第3回 SELinuxのお行儀を監視する――MRTG／Nagios編

面 和毅
サイオステクノロジー株式会社
OSSテクノロジーセンター
開発支援グループ
グループマネージャー
2007/8/29

---

　今回から2回にわたり、SELinuxを導入したシステムを監視する際のTipsについて説明しましょう。引き続き、第1回の環境（CentOS 4.4＋Plone用にカスタマイズしたSELinux）を基に解説を行います。なお前回まではCentOS 4.4でしたが、現在はyum updateを行ったことによりディストリビューションのバージョンはCentOS 4.5となっています。

　「SELinuxはトラブルの元」は都市伝説です

　ちまたではSELinuxが正常なシステム稼働にあまり良くない影響を及ぼしているという考えが浸透してきており、諸処でLinuxサーバの監視がうまくいっていないときには、「取りあえずSELinuxを無効にしてみてはどうか」という話が出ることがあります。これは果たして本当なのでしょうか？

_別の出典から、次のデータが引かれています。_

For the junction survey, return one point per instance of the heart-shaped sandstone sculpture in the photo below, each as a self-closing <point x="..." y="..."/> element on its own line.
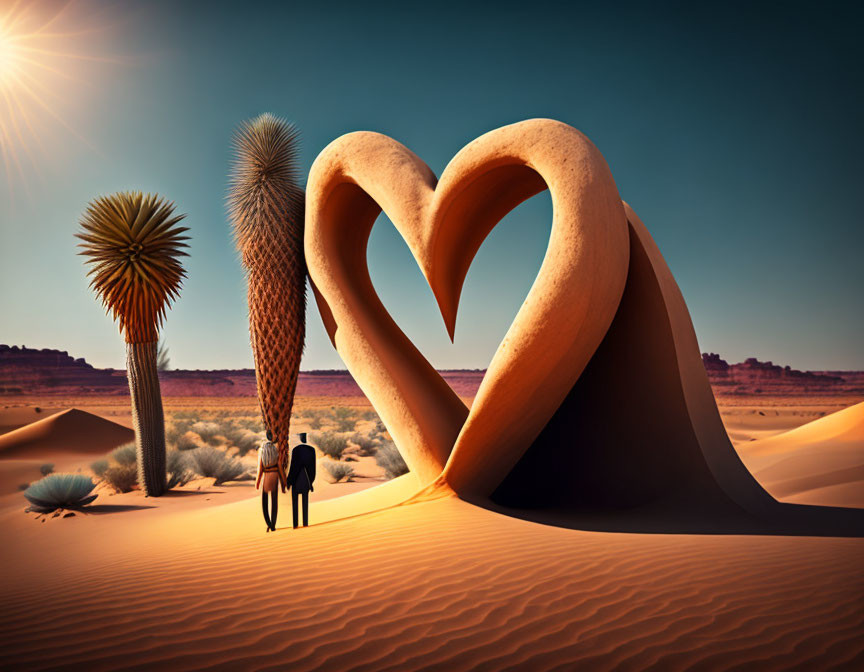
<point x="554" y="334"/>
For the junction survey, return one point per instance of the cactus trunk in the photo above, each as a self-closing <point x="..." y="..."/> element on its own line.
<point x="277" y="313"/>
<point x="147" y="416"/>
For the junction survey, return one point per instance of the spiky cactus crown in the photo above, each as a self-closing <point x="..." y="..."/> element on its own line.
<point x="133" y="247"/>
<point x="266" y="205"/>
<point x="264" y="194"/>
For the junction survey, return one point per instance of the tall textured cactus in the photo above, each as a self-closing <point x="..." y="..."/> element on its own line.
<point x="133" y="247"/>
<point x="266" y="205"/>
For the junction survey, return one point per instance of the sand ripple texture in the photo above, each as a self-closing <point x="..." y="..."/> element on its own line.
<point x="439" y="585"/>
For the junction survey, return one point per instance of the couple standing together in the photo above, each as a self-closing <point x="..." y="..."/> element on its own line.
<point x="300" y="477"/>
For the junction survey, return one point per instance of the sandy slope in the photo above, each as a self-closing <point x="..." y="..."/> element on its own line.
<point x="440" y="585"/>
<point x="191" y="581"/>
<point x="70" y="431"/>
<point x="821" y="462"/>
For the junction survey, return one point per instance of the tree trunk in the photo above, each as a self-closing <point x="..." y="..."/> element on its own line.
<point x="147" y="416"/>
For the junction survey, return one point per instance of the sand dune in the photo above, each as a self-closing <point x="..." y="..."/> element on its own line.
<point x="70" y="431"/>
<point x="435" y="585"/>
<point x="814" y="463"/>
<point x="13" y="417"/>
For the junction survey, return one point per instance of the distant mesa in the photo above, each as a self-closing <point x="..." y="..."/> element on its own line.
<point x="751" y="375"/>
<point x="70" y="431"/>
<point x="30" y="371"/>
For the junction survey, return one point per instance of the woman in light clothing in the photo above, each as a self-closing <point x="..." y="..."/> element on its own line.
<point x="272" y="473"/>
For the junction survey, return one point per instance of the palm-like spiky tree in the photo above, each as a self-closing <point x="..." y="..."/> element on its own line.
<point x="266" y="205"/>
<point x="133" y="246"/>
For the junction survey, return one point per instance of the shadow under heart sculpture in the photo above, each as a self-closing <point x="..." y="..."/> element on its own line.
<point x="596" y="397"/>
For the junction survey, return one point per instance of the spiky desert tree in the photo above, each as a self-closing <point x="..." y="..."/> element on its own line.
<point x="133" y="245"/>
<point x="266" y="205"/>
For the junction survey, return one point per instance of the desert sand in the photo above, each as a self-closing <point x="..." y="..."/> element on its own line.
<point x="191" y="581"/>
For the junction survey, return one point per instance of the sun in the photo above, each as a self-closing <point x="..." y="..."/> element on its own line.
<point x="47" y="54"/>
<point x="10" y="57"/>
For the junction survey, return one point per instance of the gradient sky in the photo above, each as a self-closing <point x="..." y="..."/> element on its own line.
<point x="733" y="129"/>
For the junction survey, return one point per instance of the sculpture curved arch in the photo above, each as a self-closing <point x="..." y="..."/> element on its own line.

　そこで今回は、代表的な運用監視ツールであるMRTG（Multi Router Traffic Grapher）やNagiosを取り上げて、本当にSELinuxによりシステムが動作しなくなるのかを検証してみました。今回検証を行ったシステムを図1に示します。

図1　今回検証したシステムの構成

　今回は、すでに監視システムが存在している環境を想定し、SELinuxで保護されているZope／Ploneのマシンを新たに監視対象とするようなケースを考えます。

　結論を先に示すと、今回調べた監視ツール上でCentOS 4.5の設定ファイルどおりに行う限りにおいては、SELinuxが影響を与えるということはありませんでした。ですので、皆さんSELinuxを悪者にしないでくださいね。

　SNMP＋MRTGによる監視

　まずシステムの監視といって思いつく代表的なものは、SNMP＋MRTGによる監視でしょう。SNMPやMRTGの設定内容などの詳しい説明は、以下の記事を参考にしてください。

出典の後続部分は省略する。